One resident said by phone that approximately 120 families were still living in the neighborhood, and that members of six families had been killed by airstrikes since the beginning of hostilities. The resident described how attacks on a home on October 4, killed two women and two children:
In one incident, a mother and her two children from the Zubi family were killed after an airstrike on their home. The plane struck at around 9 p.m., when the mother was at home with her children and the father was having a tea with his Egyptian neighbor. After the strike, the father went running and found his wife, who was pregnant, and one of his children injured but not dead. He went running for help, and in the meantime, the wife of the Egyptian man came with her two children to try and help. The plane struck again and the two women and their children were killed. The two remaining Zubi children are in bad shape. The girl who is 12 has lost her memory.
Another airstrike killed a mother and three children from the Abdali family, together with an old woman originally from al-Gwarsha, and an elderly man also living there, the resident said.
A third airstrike on August 12, killed a mother, father, and two daughters from the Sudanese Doma family, the resident said. It took place at night, after the family had left the television on: “They made the mistake of not covering the window with a blanket. I went to see the damage, and it was chilling.”
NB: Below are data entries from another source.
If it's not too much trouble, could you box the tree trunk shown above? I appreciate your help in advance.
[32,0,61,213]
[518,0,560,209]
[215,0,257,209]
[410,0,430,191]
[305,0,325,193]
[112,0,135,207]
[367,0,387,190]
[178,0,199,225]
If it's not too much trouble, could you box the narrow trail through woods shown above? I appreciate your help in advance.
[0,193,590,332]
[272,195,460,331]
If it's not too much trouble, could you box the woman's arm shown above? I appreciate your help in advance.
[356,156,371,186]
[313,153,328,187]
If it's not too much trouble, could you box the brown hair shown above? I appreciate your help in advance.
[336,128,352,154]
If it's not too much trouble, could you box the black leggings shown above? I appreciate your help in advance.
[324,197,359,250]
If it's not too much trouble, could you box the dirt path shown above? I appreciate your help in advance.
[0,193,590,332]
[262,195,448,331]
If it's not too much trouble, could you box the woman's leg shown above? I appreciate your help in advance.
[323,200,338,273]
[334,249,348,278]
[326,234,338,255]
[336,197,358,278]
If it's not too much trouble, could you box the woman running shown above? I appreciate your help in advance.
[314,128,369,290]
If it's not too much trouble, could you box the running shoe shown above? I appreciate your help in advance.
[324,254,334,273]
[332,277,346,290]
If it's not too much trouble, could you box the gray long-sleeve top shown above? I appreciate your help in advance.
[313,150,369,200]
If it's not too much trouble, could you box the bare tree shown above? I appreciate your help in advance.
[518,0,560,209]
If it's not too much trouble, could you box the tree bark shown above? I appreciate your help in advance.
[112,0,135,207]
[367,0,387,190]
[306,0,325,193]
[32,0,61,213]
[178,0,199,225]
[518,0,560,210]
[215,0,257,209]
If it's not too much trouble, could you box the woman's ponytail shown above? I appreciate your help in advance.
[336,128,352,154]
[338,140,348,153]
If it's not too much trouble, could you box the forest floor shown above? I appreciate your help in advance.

One resident said during a phone call that women were afraid of arrest, harassment and humiliation by the LNA if they left the neighborhood for the LNA-controlled part of the city:
The Army [LNA] told residents that we could leave, so an old woman, 80 years, left her home. She called us once she reached Misrata and told us that she was arrested briefly by the army and was beaten on her back. She told us to beware and not to leave.